# The factorial of a rational number, the gamma function not used

1. ### H.B.

14
My first question is: is this formula (at the bottom) a known formula?
In this subject i haven't explained how i build up the formula.
So far i think it is equal to the gamma function of Euler with

$$\Gamma\left(\frac{m_1}{m_2}+1\right)= \frac{m_1}{m_2}\ !$$

with

$$m_1 , m_2 \in \mathbf{N}$$

and

$$1<m_2$$

This gamma function however I didn't use.
The next limit i write like L(q,x) in de last formula.

$$L(q,x)=\prod^{\infty}_{k=0}\frac{(k+q+x) (k+1)}{(k+q)(k+1+x)}$$

with

$$q\neq$$

0,-1,-2,-3, …… and

$$x\neq$$

–1,-2,-3,-4, ……..

This is the formula where i use the factorial symbol ! because i think that it gives no problems with arguments with real values.

$$\frac{ m_1}{m_2}\ !=\left(m_1\ ! \prod^{ m_2-1}_{ i=1}L\left(1+ i\frac{ m_1}{m_2}, \frac{ m_1}{m_2}\right) \right)^\frac{1}{m_2}$$

with

$$m_1 , m_2 \in\mathbf{N}$$

and

$$1<m_2$$

2. ### mesa

583
Does it only work for positive natural numbers?

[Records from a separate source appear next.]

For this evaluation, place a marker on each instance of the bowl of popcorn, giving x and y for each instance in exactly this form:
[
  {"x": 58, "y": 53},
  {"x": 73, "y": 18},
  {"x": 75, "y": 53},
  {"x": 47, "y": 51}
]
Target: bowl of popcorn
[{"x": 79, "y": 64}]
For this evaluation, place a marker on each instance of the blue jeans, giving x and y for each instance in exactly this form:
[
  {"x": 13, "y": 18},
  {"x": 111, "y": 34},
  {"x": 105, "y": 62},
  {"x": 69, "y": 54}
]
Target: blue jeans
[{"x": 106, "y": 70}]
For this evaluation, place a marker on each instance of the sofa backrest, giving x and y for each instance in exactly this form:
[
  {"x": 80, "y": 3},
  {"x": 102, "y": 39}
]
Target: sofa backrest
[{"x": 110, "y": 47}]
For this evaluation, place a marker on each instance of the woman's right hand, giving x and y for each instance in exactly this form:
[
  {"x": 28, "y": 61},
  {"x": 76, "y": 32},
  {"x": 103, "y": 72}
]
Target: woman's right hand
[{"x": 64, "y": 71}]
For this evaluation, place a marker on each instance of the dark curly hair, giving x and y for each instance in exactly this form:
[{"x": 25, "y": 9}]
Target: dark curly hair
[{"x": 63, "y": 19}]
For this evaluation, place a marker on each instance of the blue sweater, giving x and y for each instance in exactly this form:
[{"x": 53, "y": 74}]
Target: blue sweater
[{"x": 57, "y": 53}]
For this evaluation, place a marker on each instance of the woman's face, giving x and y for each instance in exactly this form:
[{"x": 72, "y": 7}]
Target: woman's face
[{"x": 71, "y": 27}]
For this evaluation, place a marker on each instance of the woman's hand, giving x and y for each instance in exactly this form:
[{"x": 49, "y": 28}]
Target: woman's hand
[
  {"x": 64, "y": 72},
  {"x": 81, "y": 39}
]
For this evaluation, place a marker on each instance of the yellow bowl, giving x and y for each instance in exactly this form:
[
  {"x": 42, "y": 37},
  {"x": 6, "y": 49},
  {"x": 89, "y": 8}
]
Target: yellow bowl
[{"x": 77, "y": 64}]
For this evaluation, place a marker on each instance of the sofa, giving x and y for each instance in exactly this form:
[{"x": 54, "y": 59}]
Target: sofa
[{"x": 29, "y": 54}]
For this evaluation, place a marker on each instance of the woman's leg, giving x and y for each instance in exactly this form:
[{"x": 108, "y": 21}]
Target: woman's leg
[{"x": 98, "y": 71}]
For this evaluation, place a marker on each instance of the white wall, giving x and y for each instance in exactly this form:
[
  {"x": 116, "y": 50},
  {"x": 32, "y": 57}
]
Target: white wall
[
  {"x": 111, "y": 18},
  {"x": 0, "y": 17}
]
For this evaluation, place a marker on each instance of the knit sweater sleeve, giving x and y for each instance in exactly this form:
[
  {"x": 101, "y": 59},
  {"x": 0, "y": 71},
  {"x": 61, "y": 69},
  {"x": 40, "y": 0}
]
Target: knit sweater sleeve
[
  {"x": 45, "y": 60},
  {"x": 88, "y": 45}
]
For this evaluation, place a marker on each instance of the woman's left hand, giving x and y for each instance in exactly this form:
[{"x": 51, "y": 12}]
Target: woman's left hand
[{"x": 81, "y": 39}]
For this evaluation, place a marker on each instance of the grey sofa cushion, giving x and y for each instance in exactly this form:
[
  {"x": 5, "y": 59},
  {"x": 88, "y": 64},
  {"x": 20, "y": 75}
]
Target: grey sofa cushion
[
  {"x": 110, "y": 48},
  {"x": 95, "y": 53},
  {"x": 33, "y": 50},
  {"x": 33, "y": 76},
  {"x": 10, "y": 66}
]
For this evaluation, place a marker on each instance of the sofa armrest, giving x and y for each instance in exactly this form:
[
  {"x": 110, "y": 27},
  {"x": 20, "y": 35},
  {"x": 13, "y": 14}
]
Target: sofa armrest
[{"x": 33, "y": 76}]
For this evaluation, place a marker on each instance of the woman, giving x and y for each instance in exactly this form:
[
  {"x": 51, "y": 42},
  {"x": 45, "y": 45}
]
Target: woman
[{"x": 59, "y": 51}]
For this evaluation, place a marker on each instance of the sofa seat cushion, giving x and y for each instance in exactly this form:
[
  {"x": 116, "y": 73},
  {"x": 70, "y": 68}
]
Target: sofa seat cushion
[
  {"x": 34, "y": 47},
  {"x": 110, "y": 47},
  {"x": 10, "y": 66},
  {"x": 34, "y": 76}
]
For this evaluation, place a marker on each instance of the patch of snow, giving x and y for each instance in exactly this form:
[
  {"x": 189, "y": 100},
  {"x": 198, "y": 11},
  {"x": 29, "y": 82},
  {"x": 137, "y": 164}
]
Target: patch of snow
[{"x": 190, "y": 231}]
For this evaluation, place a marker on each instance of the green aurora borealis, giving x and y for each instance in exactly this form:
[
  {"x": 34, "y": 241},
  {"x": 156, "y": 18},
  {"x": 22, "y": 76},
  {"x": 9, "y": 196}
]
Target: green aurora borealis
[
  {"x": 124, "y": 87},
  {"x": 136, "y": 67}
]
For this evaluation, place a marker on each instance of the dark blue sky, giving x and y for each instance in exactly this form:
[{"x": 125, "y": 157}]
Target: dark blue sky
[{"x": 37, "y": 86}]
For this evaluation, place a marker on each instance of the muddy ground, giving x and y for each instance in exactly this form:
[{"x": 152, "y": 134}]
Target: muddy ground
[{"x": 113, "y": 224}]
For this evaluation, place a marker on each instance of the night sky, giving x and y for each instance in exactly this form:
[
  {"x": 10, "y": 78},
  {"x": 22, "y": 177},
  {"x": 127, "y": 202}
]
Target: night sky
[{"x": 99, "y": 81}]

Even if limited by those inputs I still like your 'q' and 'x' general form (assuming this identity is correct).

3. ### H.B.

14
@mesa,
The input is a positive rational number m1/m2.
For an input of a negative rational number the relation between x! and (-x)! according to my definition (which i didn't show here) of the factorial (!) is:

x!(-x)!L(1-x,x)=1

4. ### mesa

583
You did write that (sorry, was too focused elsewhere).

5. ### H.B.

14
I made a mistake in the last equation. It must be:
x!(-x)!=L(1-x,x)
This formula compares to Euler's reflection formula.

6. ### H.B.

14
This is a factorial summation formula.

(x+y)!L(x+1,y)=x!y!
For example if y=0
(x+0)!L(x+1,0)=x!L(x+1,0)=x!=x!0!
If y=1
(x+1)!L(x+1,1)= (x+1)!/(x+1)=x!1!=x!

7. ### H.B.

14
The next formula is about binomial coefficients.
If I use my definition of the factorial in this formula:
$${x \choose y}=\frac{x\ !}{y\ !(x-y)\ !}$$
(x, y are rational numbers) then the next equation appears :
$${x \choose y}L(1+x-y,y)={x \choose y}\prod^{\infty}_{k=0}\frac{(k+x+1) (k+1)}{(k+1+x-y)(k+1+y)}={x \choose y}\prod^{\infty}_{k=1}\frac{(k+x) k}{(k+x-y)(k+y)}=1$$
For example if y=0:
$${x \choose 0}L(1+x,0)={x \choose 0}\prod^{\infty}_{k=0}\frac{(k+x+1) (k+1)}{(k+1+x)(k+1)}=1$$
Or if x=1 and y=1/2
$${1 \choose \frac{1}{2} }L(1+1-\frac{1}{2},\frac{1}{2})={1 \choose \frac{1}{2}}\prod^{\infty}_{k=0}\frac{(k+1+1) (k+1)}{(k+1+1-\frac{1}{2})(k+1+\frac{1}{2})}={1 \choose \frac{1}{2}}\prod^{\infty}_{k=1}\frac{(k+1) k}{(k+1-\frac{1}{2})(k+\frac{1}{2})}={1 \choose \frac{1}{2}}\prod^{\infty}_{k=1}\frac{(k+1) k}{(k+\frac{1}{2})^2}={1 \choose \frac{1}{2}}\frac {\pi}{4}=1$$
Does this give the same results when using the 'gamma function'?

8. ### H.B.

14
The remaining text (x=1 and y=1/2):

$$={1 \choose \frac{1}{2} }L(1+1-\frac{1}{2},\frac{1}{2})={1 \choose \frac{1}{2}}\frac {\pi}{4}=1$$

9. ### H.B.

14
I think I can approach the Euler–Mascheroni constant with the next formula:

$$- \gamma =\lim_{n \rightarrow \infty}((\prod^{\infty}_{k=1}(\frac{(k+1)^\frac{1}{n} k^\frac{n-1}{n}}{(k+\frac{1}{n})})-1)n)$$

10. ### H.B.

14
To complete the formula about the Euler-Mascheroni constant I'll add this one:

$$\gamma = \lim_{n \rightarrow \infty} ((\prod^{\infty}_{k=1} (\frac{(k+1)^\frac{-1}{n} k^\frac{n+1}{n}}{(k-\frac{1}{n})})-1)n)$$